The report noted a faltering in the momentum of government's Capacity Investment Scheme (CIS) which underwrites revenue for renewable energy generation and clean dispatchable storage projects.

"Coupled with structural challenges across the electricity sector - including workforce shortages, supply chain constraints, and slow planning and approval processes - this may explain investors' growing demand for clearer government direction," the report read.

"Rapidly addressing workforce constraints, planning processes, and electricity market reforms remain essential tasks to enable the renewables rollout that investors and the economy require."

While the current geopolitical environment may create political pressure to reduce climate policy ambition, the report highlighted investors want stronger policies, not weaker ones.

The report also noted several studies have identified structural issues in the Australian regulatory landscape for superannuation funds that, if corrected, would help unlock institutional investment in decarbonisation opportunities, including in earlier-stage innovation and climate tech.

Treasury is currently consulting reforms to address benchmarking-hugging incentives encouraged by the superannuation performance test.

Treasury acknowledged the industry's concerns super funds are constraining their investment universe and staving off allocating to assets outside the mainstream to ultimately pass the test or reduce underperformance.

The IGCC survey found a divergence between asset owners and asset managers on the performance test as a barrier to climate-aligned investing.

"Among asset managers, significantly more asset managers nominated YFYS as a barrier to climate investment in FY26, compared to FY25. In contrast, fewer asset owners nominated YFYS as a barrier in FY26, compared to FY25, albeit modestly," the report read.

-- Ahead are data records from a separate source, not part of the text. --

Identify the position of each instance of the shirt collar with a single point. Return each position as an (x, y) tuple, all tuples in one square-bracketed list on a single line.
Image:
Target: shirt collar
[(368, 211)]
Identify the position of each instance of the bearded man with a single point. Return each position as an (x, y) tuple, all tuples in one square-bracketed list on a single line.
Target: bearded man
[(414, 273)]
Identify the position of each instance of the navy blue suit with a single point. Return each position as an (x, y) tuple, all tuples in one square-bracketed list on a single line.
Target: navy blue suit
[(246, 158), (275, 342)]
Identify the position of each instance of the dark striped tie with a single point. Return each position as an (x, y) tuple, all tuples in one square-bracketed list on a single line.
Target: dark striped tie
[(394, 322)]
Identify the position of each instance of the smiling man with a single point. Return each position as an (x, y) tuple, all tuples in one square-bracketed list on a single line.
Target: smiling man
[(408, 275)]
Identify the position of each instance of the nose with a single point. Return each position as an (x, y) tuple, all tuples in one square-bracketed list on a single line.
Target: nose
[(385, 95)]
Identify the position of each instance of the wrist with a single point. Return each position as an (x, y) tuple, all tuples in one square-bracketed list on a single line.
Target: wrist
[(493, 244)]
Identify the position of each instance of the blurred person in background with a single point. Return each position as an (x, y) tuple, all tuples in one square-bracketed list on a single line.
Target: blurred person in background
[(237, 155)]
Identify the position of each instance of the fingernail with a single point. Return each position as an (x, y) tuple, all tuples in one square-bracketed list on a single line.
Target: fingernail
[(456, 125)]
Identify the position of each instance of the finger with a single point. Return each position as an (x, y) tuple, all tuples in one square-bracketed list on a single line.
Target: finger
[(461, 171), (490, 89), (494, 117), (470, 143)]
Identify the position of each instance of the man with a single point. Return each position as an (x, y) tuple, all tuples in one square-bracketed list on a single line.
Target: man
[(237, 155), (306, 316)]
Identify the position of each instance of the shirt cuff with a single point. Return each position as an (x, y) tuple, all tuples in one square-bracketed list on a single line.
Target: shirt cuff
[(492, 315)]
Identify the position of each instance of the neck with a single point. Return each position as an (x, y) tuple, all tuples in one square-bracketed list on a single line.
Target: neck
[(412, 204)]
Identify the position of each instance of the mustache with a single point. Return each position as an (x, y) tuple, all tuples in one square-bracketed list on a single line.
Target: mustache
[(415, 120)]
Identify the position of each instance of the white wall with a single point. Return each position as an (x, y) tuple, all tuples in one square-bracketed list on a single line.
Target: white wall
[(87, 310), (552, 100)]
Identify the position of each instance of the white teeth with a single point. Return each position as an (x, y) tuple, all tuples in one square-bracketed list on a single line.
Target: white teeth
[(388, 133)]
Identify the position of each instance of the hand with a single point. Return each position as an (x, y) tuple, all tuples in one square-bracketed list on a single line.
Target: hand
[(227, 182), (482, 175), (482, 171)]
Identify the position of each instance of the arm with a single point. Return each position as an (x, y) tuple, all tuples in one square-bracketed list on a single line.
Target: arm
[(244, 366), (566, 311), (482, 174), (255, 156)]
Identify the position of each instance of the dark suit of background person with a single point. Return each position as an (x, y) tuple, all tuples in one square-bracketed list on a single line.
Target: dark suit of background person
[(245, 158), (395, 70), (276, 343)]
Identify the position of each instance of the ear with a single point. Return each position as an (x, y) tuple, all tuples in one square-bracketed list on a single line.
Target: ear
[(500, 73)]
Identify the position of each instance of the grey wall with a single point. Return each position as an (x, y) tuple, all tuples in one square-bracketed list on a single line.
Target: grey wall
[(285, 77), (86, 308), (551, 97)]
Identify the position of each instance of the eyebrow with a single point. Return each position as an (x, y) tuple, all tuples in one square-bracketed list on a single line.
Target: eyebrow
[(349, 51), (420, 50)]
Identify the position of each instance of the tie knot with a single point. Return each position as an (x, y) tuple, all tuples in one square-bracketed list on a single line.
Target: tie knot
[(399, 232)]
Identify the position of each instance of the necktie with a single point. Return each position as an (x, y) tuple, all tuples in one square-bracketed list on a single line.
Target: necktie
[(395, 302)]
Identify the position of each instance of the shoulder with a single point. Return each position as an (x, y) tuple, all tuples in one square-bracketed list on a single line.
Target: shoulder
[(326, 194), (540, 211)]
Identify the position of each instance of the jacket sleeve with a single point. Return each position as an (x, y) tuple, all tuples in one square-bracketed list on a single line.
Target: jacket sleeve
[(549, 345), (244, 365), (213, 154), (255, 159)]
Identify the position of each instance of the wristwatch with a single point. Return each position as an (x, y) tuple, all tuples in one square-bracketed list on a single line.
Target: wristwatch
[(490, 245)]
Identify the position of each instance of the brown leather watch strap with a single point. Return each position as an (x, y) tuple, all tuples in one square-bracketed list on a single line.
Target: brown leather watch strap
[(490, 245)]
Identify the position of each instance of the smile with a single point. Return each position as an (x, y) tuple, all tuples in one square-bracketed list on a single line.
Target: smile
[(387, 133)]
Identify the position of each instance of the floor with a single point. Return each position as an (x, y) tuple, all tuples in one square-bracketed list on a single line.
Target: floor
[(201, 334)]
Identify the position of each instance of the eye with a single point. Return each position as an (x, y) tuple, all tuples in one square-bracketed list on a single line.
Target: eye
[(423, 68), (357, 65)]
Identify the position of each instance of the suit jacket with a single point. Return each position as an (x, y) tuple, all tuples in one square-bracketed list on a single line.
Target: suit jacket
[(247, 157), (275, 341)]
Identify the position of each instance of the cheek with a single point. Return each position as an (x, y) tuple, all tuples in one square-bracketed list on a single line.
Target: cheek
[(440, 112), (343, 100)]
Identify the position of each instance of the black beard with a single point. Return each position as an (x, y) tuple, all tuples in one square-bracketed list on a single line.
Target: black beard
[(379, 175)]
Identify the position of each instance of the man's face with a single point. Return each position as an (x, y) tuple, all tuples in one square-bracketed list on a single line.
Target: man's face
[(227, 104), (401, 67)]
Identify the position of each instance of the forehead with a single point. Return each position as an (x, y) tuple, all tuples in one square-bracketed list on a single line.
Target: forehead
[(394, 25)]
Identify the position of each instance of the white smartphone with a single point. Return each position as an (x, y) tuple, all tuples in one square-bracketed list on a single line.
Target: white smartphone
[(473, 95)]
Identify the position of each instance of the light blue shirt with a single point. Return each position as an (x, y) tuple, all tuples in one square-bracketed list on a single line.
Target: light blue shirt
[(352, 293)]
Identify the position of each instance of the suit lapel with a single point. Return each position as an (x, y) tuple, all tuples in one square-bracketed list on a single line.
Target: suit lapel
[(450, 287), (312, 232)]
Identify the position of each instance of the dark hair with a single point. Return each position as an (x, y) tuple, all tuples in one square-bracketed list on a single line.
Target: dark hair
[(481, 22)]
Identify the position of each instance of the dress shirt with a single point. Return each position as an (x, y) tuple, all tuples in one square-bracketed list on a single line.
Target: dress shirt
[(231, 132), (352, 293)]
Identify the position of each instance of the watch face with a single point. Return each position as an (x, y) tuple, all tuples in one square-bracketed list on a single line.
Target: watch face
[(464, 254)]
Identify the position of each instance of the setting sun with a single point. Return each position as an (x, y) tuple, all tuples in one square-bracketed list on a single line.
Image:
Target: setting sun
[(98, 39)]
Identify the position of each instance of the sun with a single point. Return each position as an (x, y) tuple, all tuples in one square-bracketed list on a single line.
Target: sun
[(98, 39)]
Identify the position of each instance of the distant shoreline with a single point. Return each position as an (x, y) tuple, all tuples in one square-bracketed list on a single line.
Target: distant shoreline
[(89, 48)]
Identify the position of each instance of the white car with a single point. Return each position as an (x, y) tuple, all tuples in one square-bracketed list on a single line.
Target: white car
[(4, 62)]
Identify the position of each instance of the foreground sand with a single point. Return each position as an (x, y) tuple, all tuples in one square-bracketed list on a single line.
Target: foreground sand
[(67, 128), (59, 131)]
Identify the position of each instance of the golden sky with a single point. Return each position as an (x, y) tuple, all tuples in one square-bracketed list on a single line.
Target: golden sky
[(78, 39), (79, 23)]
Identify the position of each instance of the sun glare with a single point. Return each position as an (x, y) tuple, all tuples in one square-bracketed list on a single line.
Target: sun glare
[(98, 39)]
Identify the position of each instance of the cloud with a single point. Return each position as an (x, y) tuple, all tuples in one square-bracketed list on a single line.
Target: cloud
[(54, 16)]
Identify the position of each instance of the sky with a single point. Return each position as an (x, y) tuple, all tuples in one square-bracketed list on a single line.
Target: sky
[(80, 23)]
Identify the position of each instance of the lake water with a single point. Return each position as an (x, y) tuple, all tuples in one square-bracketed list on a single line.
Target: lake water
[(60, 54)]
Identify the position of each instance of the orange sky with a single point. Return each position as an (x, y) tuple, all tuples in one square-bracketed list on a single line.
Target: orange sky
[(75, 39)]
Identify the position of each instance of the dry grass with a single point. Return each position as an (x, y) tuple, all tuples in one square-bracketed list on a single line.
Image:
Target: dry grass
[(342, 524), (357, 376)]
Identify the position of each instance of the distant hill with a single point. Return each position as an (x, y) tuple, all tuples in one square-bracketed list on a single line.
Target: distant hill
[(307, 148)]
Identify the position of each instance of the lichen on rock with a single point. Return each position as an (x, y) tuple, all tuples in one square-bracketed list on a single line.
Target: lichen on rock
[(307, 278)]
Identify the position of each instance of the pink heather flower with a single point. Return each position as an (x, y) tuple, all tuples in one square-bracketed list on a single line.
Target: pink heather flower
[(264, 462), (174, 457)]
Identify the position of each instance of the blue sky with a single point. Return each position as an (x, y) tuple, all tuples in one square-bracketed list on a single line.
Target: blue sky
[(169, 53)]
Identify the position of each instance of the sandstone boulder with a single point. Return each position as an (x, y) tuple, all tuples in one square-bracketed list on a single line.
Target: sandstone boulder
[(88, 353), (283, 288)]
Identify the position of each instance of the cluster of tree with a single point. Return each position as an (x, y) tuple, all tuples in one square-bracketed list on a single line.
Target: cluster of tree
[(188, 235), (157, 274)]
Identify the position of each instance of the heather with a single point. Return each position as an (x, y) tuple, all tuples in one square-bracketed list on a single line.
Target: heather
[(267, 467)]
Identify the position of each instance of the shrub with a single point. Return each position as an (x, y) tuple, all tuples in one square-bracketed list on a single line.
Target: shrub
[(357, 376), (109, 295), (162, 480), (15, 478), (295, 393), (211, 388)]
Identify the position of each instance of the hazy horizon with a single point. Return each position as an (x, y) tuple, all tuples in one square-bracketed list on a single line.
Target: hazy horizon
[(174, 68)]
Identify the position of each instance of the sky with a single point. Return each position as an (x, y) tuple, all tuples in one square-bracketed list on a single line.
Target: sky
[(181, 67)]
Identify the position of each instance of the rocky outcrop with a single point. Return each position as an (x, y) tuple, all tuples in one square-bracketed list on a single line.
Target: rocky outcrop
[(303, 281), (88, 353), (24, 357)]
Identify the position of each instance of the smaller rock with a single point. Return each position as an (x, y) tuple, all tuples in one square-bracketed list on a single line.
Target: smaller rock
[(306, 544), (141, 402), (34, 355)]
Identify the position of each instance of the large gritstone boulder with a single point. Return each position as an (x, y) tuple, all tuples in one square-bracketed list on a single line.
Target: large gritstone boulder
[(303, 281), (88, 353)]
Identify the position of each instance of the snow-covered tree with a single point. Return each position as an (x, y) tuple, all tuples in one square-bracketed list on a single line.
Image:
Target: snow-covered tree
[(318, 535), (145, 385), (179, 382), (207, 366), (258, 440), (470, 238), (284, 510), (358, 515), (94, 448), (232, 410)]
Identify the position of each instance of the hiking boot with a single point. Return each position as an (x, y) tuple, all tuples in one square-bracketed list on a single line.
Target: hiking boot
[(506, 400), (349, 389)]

Paterson noted the difference arises on the fact that asset owners have much longer investment time horizons than asset managers.

"It shouldn't be at all surprising to see that some of the considerations that asset owners have around the importance of an orderly transition are in terms of their ability to pay out their beneficiaries, often over 20,30,40-year time horizons. Those can be quite different motivations to the asset manager who needs to make sure that they are carrying out the shorter-term objectives of their clients," he said.

A recent report by Market Forces found Australia's top 30 superannuation funds directly contributed $771 million to the $99 billion invested in renewable energy projects since 2020. The analysis noted that while funds may have 'indirect' investment exposure through asset managers into renewable energy projects, quantifying the extent of this exposure is impossible without further disclosure.

The Market Forces report also identified benchmark performance as a barrier to investment in renewable energy.

"One such barrier is the Your Future, Your Super performance test, which can penalise funds for holding the kinds of long-duration infrastructure assets that renewable energy projects represent," Market Forces said.

"Some funds already engage in public policy advocacy, individually and through industry bodies, which is a positive step. Yet the sheer size of the super industry means its advocacy efforts could be wielded much more effectively to secure policy settings that enable a rapid and equitable clean energy transition in Australia."